For the second consecutive postseason the Boston Bruins made quick work of the Carolina Hurricanes. While the 2020 sequel was undoubtedly more competitive than its 2019 predecessor (in which Boston outscored Carolina 17-5), it still has left Carolina supporters scratching their heads.
There were a myriad of problems that have been attributed to the loss. A lack of toughness, subpar goaltending and undisciplined penalties have all been blamed. But today we’ll look at another facet of the Hurricanes game that was exposed against the Bruins: their breakout and reliance on stretch passes.
The stretch pass, usually a two line pass, is a low-percentage play, that can potentially yield high rewards. In its optimal usage a stretch pass can catch the opposing team napping and spring a breakaway or odd man rush.
Unfortunately, in the series against Boston, Carolina relied far too heavily on long passes, even when the stingy Bruins defense did not give them a good look.
In Game 1, Dougie Hamilton tries a long lead pass to a well-contained Teuvo Teravainen, but Teravainen cannot get his stick to the puck and it goes for icing.
Hamilton has tons of ice to skate and create with his own legs, but settles for a low percentage pass.
In Game 3, Hamilton gets caught flat-footed, as David Krejci pressures, and again ices the puck.
Standing still puts Hamilton in a difficult position and leaves him few options, but to try the long pass.
Jaccob Slavin also failed to connect on a long seam pass which the Bruins were able to quickly take care of.
The missed passes aren’t entirely on the defensemen. In each of the above clips it is difficult to find a forward low enough to the puck to give Slavin or Hamilton much of a better option.
The failure to connect on stretch passes even dates back to last year’s Eastern Conference Final matchup.
Obviously the goal is to avoid icings and connect on passes to spring high danger chances. But the stretch pass is a low percentage play, of course not all of them will connect perfectly. But the Hurricanes hope that their frequent usage of long passes can at least negate the icing by tipping the puck into the zone and going to work on an aggressive forecheck.
That worked against the discombobulated mess that was the New York Rangers. The tip-in method finds success against teams with less talent or structure. But against a well-oiled machine like the Bruins, the tip-ins only worked to set up a quick Boston breakout.
Teravainen is able to redirect Joel Edmundson’s pass and the Hurricanes pursue, but the Bruins execute two passes and are quickly out of their own end.
And it was not a one off. Over and over in the film, a failed Carolina stretch pass led to an easy Boston breakout, often aided by competent puck handling from a netminder.
And once again appeared in last year’s series. The same phenomenon was on display in last year’s sweep.

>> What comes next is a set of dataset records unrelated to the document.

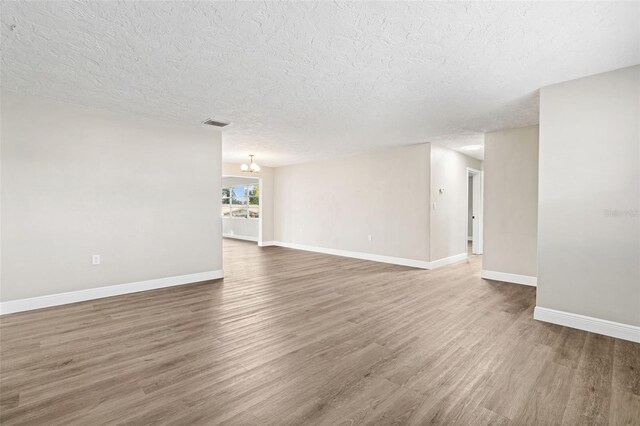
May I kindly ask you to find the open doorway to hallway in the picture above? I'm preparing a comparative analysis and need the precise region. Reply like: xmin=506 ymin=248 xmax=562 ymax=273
xmin=467 ymin=167 xmax=483 ymax=254
xmin=221 ymin=176 xmax=262 ymax=244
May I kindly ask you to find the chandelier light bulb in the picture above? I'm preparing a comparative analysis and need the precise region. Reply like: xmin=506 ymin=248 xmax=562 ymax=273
xmin=240 ymin=154 xmax=260 ymax=173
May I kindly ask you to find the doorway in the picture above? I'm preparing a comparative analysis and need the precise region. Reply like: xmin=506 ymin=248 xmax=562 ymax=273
xmin=467 ymin=167 xmax=484 ymax=254
xmin=221 ymin=176 xmax=262 ymax=245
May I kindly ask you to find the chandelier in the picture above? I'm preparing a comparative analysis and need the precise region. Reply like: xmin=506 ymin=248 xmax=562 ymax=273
xmin=240 ymin=154 xmax=260 ymax=173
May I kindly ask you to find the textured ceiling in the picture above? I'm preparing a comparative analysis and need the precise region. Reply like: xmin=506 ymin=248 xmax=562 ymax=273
xmin=1 ymin=1 xmax=640 ymax=166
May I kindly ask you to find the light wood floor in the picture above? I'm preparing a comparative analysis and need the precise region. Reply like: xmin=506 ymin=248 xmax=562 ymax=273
xmin=0 ymin=240 xmax=640 ymax=425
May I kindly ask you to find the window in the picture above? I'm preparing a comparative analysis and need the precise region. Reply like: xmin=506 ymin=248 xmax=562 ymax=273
xmin=222 ymin=185 xmax=260 ymax=219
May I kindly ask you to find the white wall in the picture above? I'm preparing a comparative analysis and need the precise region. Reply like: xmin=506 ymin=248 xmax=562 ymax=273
xmin=467 ymin=176 xmax=473 ymax=240
xmin=482 ymin=126 xmax=538 ymax=283
xmin=222 ymin=163 xmax=274 ymax=243
xmin=0 ymin=93 xmax=222 ymax=302
xmin=430 ymin=144 xmax=482 ymax=261
xmin=274 ymin=144 xmax=432 ymax=262
xmin=537 ymin=66 xmax=640 ymax=326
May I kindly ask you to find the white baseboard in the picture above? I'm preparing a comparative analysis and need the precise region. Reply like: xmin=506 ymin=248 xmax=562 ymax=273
xmin=429 ymin=253 xmax=469 ymax=269
xmin=269 ymin=241 xmax=467 ymax=269
xmin=533 ymin=306 xmax=640 ymax=343
xmin=480 ymin=269 xmax=538 ymax=287
xmin=222 ymin=234 xmax=258 ymax=242
xmin=0 ymin=269 xmax=224 ymax=315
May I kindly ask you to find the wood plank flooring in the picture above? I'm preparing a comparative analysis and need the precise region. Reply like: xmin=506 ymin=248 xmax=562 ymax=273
xmin=0 ymin=240 xmax=640 ymax=425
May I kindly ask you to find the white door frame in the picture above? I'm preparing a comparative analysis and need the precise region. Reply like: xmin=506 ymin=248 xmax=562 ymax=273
xmin=465 ymin=167 xmax=484 ymax=254
xmin=220 ymin=175 xmax=262 ymax=247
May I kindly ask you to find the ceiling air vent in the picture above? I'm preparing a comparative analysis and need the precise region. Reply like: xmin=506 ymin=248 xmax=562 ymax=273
xmin=202 ymin=118 xmax=231 ymax=127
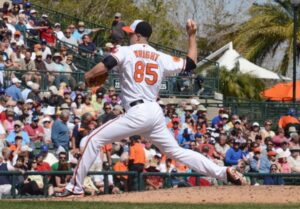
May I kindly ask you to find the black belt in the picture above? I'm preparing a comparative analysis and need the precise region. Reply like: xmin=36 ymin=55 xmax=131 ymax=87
xmin=129 ymin=99 xmax=144 ymax=107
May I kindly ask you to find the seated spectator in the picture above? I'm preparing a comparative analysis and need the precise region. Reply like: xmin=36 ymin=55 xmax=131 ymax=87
xmin=35 ymin=153 xmax=51 ymax=171
xmin=72 ymin=21 xmax=100 ymax=44
xmin=6 ymin=120 xmax=30 ymax=145
xmin=24 ymin=115 xmax=44 ymax=143
xmin=225 ymin=140 xmax=243 ymax=166
xmin=27 ymin=83 xmax=42 ymax=103
xmin=5 ymin=78 xmax=23 ymax=101
xmin=113 ymin=152 xmax=129 ymax=191
xmin=51 ymin=110 xmax=70 ymax=151
xmin=264 ymin=164 xmax=284 ymax=185
xmin=60 ymin=28 xmax=78 ymax=46
xmin=250 ymin=148 xmax=271 ymax=173
xmin=78 ymin=35 xmax=96 ymax=57
xmin=177 ymin=128 xmax=194 ymax=149
xmin=54 ymin=23 xmax=64 ymax=40
xmin=42 ymin=117 xmax=52 ymax=144
xmin=287 ymin=146 xmax=300 ymax=173
xmin=277 ymin=152 xmax=292 ymax=173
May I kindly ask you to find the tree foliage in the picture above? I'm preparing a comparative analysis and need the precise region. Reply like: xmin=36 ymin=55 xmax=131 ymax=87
xmin=220 ymin=66 xmax=265 ymax=100
xmin=234 ymin=0 xmax=300 ymax=75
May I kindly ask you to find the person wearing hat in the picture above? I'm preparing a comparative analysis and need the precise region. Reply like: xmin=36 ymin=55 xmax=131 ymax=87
xmin=287 ymin=146 xmax=300 ymax=173
xmin=61 ymin=28 xmax=78 ymax=48
xmin=128 ymin=135 xmax=146 ymax=191
xmin=57 ymin=20 xmax=246 ymax=197
xmin=24 ymin=115 xmax=45 ymax=143
xmin=5 ymin=77 xmax=23 ymax=101
xmin=111 ymin=12 xmax=126 ymax=44
xmin=54 ymin=23 xmax=64 ymax=40
xmin=250 ymin=147 xmax=271 ymax=173
xmin=72 ymin=21 xmax=102 ymax=44
xmin=27 ymin=83 xmax=43 ymax=103
xmin=11 ymin=30 xmax=24 ymax=46
xmin=78 ymin=34 xmax=97 ymax=57
xmin=6 ymin=120 xmax=30 ymax=145
xmin=225 ymin=139 xmax=243 ymax=166
xmin=277 ymin=152 xmax=292 ymax=173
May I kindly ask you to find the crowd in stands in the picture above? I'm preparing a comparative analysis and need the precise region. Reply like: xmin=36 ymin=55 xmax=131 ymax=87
xmin=0 ymin=1 xmax=300 ymax=198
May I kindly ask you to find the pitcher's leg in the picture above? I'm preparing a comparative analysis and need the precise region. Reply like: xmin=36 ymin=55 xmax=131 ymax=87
xmin=149 ymin=126 xmax=227 ymax=182
xmin=66 ymin=116 xmax=145 ymax=194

In all of these instances the Hurricanes failed to get in on the forecheck quickly enough and never even get a stick on the puck. They fail because the Hurricanes either do not have the proper numbers or positional discipline to disrupt Boston’s precise breakout.
Even in the rare occasion that the Hurricanes were able to complete a stretch pass, Boston’s tight defensive gaps quickly turned them into turnovers.
Again in this situation, the Carolina defense has room to skate, but instead opts for the a contested two line pass.
The Hurricanes are at their best when their defensemen are moving their feet and jumping into the play. Stretch passes can be an effective tool to have, but Carolina has too often passed up the option to create with their legs and short, simple passes in favor of the long ball. Despite the fact that there are a few excellent passers on the back end, Carolina must decrease their reliance on long, low percentage passes in order to elevate their game to compete against the league’s best.